Secondly, in terms of model training, Cui et al. trained their networks using ideal response patterns and ideal mastery patterns [11], and Xue et al. trained their network parameters based on a semi-supervised method of co-training [15]. For a given Q-matrix, the ideal data are very limited and do not cover the real responses of the students [34]. As a result, neural network models trained on the basis of ideal data suffer from poor generalization and performance compared to traditional CDMs on a test set. Although the semi-supervised method can utilize non-expert-labeled student response data to a certain extent, this method suffers from sensitivity to the initial labels and label noise, which limits further improvements in the model performance. In this work, we trained the neural network differently from their model, adopting a distinct method for network training, and optimizing network parameters through a combined strategy of pre-training and fine-tuning [35]. This enabled our method to maintain robust performance, even in datasets with small sample sizes ($N<100$). Evidence with both simulated and real datasets supports this assertion.
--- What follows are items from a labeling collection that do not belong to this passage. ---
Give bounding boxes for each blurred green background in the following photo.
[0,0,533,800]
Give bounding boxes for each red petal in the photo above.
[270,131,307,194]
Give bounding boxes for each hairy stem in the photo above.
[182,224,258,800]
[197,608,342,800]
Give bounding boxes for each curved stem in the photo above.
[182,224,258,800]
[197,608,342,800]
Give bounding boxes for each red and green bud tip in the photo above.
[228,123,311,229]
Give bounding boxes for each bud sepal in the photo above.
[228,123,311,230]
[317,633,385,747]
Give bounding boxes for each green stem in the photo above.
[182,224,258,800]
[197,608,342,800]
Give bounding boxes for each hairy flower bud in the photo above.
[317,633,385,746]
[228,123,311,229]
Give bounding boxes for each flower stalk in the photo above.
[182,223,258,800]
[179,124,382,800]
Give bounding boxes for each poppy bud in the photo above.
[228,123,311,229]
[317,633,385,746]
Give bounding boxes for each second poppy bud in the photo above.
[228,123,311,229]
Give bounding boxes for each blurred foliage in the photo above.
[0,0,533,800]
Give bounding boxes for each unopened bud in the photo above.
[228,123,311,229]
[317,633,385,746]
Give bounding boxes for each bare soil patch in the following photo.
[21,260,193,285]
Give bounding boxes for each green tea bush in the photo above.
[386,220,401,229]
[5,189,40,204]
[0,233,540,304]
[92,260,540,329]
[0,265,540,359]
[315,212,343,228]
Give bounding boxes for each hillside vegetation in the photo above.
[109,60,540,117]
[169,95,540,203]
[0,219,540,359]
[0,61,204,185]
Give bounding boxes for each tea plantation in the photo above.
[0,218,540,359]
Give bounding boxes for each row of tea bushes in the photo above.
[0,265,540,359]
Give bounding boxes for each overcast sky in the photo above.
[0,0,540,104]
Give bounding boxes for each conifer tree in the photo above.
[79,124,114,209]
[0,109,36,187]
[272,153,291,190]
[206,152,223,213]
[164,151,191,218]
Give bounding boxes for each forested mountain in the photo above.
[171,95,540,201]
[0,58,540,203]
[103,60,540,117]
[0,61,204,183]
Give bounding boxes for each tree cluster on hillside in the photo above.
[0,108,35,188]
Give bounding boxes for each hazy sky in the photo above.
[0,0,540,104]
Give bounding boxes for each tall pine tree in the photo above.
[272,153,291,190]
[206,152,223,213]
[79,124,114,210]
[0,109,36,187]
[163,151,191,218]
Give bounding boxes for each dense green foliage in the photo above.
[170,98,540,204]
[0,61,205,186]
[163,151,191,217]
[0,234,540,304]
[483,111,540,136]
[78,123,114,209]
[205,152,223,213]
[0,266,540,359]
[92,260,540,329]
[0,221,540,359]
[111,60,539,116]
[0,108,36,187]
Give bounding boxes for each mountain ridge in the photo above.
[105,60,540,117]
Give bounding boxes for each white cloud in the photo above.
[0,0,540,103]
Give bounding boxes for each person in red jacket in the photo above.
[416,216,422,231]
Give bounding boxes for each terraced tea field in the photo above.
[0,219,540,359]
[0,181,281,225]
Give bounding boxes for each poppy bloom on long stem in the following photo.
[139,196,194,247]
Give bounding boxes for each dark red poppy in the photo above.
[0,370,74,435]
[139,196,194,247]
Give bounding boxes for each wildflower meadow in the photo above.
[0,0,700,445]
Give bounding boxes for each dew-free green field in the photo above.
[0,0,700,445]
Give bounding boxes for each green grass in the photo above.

Finally, while our method demonstrated commendable performance across multiple datasets, it is not without limitations. Firstly, our experimental data predominantly relied on non-compensatory modeling assumptions. Hence, the structure and reliability of our networks when employing compensatory modeling assumptions warrant further exploration. Secondly, in this work, we focused only on dichotomous attributes and responses. The feasibility of seamlessly adapting our network design philosophy to polytomous attributes and responses remains to be validated in future research. Lastly, although our method performed well in experiments, it has not yet been applied in practical educational assessments. Therefore, the generalizability and usability of our method in practical scenarios still need to be tested.

5. Conclusions

CDAs accurately evaluate the skill mastery of students based on their response data, which is crucial for personalized learning and teaching. In this paper, we proposed Dual Q-Net, a novel neural network cognitive diagnosis method based on Q-matrix constraints and inspired by the GDINA model and the deep principles of cognitive diagnosis. We then comprehensively evaluated our method through numerous experiments on both simulated and real data. The results demonstrated that our method offers significant improvements over traditional methods in that it can not only effectively respond to the interactions between skills, but also has better robustness to the number of skills, the guessing and slip parameters of the items, and the sample size. Our findings further indicate the substantial potential of neural networks in cognitive diagnosis applications. Moving forward, we aim to integrate our method into sequence models to tackle longitudinal cognitive diagnostic challenges [36]. Subsequently, these methods will be applied to teaching practice and continuously refined.